One of the ways people most frequently use the lab is to make what are called droplet generation chips. And, Bothman explains, one of the most common ways to make the chips is to cast liquid silicon onto a silicon wafer that has some raised sections, creating a liquid silicon cast on top of a mold. Peeling the mold off leaves channels embossed onto the silicon. That piece of silicon can then be bonded to a glass slide that has inlets and outlets, or has holes punched in it to serve as inlets and outlets, and can then be put under a microscope so that the fl ow can be observed.

Not all chips made in the lab are used for generating droplets. Some are employed to breed bacteria, while others are intended to encapsulate bacteria inside a droplet of nutrient so that the bacteria can be observed as it evolves on the chip.
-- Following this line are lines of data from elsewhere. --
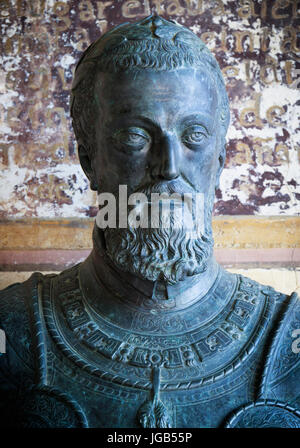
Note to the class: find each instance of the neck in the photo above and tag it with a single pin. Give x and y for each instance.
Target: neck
(99, 269)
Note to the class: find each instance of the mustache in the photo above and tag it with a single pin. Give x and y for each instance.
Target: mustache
(176, 186)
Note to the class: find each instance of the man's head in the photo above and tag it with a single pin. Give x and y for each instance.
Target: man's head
(150, 111)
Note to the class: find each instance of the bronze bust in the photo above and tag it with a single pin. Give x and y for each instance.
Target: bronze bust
(149, 330)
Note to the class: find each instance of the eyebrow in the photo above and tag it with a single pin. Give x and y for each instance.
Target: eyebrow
(202, 118)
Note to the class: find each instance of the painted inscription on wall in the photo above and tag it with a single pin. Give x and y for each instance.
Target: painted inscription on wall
(257, 45)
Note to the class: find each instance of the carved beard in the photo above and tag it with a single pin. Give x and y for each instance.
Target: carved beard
(165, 254)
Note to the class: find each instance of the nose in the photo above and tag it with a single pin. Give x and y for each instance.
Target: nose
(167, 159)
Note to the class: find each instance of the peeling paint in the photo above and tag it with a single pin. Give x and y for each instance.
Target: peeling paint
(255, 43)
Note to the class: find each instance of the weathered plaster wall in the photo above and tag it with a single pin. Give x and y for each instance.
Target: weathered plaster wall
(256, 45)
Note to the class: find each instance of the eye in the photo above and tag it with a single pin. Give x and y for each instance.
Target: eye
(132, 139)
(194, 135)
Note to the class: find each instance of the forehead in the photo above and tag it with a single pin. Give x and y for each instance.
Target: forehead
(147, 92)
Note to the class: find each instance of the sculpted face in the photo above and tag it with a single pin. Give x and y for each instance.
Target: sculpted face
(156, 127)
(158, 132)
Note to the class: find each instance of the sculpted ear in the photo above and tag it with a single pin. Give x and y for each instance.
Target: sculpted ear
(86, 165)
(221, 160)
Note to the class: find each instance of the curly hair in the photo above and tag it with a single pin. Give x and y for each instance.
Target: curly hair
(151, 44)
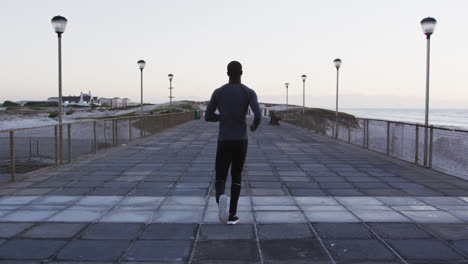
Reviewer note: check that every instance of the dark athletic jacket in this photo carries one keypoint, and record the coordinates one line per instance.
(232, 101)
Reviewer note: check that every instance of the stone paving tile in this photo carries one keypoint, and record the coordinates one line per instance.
(221, 251)
(170, 231)
(244, 217)
(331, 216)
(431, 217)
(128, 216)
(28, 216)
(343, 231)
(461, 245)
(54, 230)
(292, 251)
(280, 217)
(217, 231)
(160, 251)
(424, 250)
(381, 216)
(178, 217)
(284, 231)
(36, 249)
(448, 231)
(8, 230)
(94, 250)
(17, 200)
(399, 231)
(359, 250)
(76, 216)
(112, 231)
Still other chips are applied in processes that use electro-chemistry to detect disease.

In addition to the many and varied researchers who fabricate devices in the lab, another group of people come to use a unique microscope — the Keyence VHX 5000 — which, Bothman says, “can do things that no other microscope on campus can.”

While many other microscopes can magnify up to a thousand times, as the VHX 5000 can, that level of resolution typically yields a very shallow depth of field. But this scope has a function that allows it to take multiple scans and combine them to provide perfect focus across a much greater depth of fi eld, ranging from ten times to a thousand times resolution. “It also takes really good photos and has excellent measuring capabilities,” Bothman says.

For her doctoral work, which built upon a decade-long chain of research at UCSB, Marcela Areyano (PhD ‘21) used the microscope to measure the diameter of the elastic threads that enable mussels to adhere to wet surfaces. Areyano’s measurements allowed her, in turn, to calculate the area of the threads and get meaningful measurements of their mechanical properties. “Any chance I got, I tried to use that microscope,” she says.

Areyano also made equipment in the lab for testing research setups to look at how mechanics and physical structures affect the performance of millimeter-scale synthetic adhesive structures modeled after adhesive mussel strings. For that, she laser-etched marker guides onto glass slides to ensure that her samples would be correctly placed and her readings, therefore, consistent; used the 3D printer to make molds to form the structures, and used the lab’s ovens to cure the resulting synthetic structures, which resembled mussel threads.

Many tasks, many tools, one busy place, and a microscope that is powerful but, more importantly, versatile: fitting for the diversely empowering Microfluidics Lab.